The proposed measure also calls for $4 billion in grants and loans, to be directed to state and local governments to buy, rehabilitate and re-sell or rent foreclosed homes. The bill would also raise the cap on the amount of mortgage loans, from $475,000 to $625,000.

In a statement issued earlier this week, House Speaker Nancy Pelosi called the proposed legislation, "the most comprehensive response yet" to the ongoing mortgage crisis. "[The bill] will help families facing foreclosure keep their homes, help other families avoid foreclosures in the future, and help the economic recovery of communities harmed by empty homes caught in the foreclosure process."

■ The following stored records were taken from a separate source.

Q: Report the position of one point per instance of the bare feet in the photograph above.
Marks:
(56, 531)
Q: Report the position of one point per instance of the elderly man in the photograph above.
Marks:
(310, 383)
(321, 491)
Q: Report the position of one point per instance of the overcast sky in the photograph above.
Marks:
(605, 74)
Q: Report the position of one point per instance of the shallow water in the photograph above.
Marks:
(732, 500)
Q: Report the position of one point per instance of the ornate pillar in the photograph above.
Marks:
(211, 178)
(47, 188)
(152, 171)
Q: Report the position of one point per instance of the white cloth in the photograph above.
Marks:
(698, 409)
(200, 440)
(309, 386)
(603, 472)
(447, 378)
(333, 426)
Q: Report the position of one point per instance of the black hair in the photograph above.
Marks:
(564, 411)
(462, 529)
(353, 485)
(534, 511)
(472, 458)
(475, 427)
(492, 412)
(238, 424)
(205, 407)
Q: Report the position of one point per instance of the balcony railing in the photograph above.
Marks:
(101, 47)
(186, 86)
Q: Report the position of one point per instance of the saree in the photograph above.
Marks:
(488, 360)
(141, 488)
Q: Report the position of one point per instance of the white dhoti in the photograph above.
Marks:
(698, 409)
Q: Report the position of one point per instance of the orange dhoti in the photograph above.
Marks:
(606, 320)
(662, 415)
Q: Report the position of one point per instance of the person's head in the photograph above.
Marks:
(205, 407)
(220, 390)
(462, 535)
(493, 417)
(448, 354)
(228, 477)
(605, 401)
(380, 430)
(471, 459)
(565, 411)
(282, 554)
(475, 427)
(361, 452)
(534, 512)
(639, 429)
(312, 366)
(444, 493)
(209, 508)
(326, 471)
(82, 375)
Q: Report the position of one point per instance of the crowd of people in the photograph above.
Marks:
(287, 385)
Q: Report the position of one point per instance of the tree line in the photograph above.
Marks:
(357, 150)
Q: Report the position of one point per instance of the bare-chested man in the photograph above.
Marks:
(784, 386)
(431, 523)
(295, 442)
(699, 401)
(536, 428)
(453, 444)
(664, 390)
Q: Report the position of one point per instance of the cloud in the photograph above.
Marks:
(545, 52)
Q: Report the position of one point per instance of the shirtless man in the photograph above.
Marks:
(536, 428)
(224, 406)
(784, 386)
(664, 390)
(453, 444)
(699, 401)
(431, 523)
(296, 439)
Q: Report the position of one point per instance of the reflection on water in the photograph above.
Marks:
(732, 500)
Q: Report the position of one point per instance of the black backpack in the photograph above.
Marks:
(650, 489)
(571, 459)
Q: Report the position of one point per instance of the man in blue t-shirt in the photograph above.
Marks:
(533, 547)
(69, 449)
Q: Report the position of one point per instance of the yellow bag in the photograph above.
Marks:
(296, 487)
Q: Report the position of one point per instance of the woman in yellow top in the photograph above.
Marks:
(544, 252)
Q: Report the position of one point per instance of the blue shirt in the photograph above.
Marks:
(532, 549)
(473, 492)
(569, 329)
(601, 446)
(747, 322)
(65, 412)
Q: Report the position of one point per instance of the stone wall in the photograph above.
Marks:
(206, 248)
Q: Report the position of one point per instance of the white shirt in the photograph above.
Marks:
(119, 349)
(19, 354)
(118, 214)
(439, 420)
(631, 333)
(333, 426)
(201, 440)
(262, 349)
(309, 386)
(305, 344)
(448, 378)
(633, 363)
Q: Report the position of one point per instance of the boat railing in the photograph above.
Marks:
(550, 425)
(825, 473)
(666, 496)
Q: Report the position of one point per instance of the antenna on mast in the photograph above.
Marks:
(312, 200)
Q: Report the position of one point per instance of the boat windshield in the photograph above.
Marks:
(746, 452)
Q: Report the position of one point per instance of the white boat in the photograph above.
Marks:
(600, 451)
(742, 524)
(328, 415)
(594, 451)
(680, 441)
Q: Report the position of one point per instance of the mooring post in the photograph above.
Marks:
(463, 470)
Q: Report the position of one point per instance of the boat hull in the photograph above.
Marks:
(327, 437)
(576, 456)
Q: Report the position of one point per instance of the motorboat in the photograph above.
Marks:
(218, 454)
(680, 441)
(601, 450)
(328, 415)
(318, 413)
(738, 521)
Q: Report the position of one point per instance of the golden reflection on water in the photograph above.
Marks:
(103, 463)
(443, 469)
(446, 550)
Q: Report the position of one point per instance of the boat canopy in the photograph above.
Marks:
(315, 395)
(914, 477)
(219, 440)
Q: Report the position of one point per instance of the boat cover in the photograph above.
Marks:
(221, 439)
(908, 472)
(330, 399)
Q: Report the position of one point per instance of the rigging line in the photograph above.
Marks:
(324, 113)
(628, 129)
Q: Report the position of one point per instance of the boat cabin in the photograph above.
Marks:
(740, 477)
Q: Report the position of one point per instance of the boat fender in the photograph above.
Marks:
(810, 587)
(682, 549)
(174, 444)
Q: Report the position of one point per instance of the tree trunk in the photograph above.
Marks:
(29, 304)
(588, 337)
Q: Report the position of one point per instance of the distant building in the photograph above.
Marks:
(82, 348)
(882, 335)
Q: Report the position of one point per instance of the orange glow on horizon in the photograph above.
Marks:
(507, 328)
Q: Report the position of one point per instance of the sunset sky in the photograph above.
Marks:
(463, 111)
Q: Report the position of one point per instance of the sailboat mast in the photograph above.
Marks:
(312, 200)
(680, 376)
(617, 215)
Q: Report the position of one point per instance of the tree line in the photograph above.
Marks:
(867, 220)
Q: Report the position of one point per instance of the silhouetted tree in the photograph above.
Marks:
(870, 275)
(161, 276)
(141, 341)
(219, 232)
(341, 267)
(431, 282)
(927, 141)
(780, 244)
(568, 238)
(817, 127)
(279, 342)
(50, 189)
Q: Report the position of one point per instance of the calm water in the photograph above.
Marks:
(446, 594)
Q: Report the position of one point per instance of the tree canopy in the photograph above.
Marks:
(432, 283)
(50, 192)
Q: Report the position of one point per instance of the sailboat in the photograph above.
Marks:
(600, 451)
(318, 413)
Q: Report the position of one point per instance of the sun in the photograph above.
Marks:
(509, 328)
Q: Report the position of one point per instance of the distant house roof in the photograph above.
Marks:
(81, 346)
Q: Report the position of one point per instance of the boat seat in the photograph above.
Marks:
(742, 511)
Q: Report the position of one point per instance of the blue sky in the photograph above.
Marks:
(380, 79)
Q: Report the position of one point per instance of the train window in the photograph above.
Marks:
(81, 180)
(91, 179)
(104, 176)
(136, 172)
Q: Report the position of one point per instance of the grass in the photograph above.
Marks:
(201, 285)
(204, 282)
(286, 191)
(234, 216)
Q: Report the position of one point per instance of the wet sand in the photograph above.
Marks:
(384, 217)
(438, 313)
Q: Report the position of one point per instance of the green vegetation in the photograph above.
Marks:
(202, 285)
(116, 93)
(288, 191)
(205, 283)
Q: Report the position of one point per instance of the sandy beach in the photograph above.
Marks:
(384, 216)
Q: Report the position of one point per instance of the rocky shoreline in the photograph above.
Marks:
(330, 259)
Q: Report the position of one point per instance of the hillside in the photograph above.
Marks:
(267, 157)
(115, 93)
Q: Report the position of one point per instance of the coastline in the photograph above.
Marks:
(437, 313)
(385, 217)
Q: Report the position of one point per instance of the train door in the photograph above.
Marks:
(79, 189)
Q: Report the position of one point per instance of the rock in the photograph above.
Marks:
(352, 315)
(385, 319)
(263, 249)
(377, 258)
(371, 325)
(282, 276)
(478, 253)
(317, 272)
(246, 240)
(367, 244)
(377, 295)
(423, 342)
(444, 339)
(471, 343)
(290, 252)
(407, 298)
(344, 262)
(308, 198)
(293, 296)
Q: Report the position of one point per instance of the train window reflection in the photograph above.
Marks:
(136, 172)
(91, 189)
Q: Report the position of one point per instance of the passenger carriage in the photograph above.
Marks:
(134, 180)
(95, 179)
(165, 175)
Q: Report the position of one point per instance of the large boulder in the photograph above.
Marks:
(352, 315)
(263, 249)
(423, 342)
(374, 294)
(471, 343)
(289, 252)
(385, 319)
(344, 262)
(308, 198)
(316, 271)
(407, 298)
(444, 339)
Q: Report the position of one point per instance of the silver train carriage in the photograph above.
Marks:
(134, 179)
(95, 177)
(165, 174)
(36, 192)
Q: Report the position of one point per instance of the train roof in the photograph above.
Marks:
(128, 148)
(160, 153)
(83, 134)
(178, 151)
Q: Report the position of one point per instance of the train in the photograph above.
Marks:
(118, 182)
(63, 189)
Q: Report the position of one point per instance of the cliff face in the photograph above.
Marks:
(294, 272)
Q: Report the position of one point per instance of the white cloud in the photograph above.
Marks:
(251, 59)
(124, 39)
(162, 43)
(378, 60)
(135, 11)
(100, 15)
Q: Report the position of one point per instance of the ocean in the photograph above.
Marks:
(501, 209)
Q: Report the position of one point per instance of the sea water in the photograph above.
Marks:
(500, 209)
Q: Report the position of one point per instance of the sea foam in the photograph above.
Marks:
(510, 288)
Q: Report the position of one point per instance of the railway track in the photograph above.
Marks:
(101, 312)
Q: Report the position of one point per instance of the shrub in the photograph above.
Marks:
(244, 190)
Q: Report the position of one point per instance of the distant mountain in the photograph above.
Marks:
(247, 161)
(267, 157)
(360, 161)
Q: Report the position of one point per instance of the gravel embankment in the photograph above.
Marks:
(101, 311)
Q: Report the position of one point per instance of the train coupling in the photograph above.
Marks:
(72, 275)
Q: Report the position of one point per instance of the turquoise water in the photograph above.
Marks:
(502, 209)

Rep. Scott said he is committed to continuing to fight on behalf of homeowners, both nationally and in his home state. "Georgians are facing a wave of foreclosures that threaten families' stability and the safety of entire neighborhoods," he said.

"We have responded by passing the most significant housing bill in a generation to fight predatory lending, which will allow families to refinance their mortgages and provide neighborhood sustainability."

The housing bill will now be sent to a congressional conference committee for revisions, before being submitted to the President for consideration.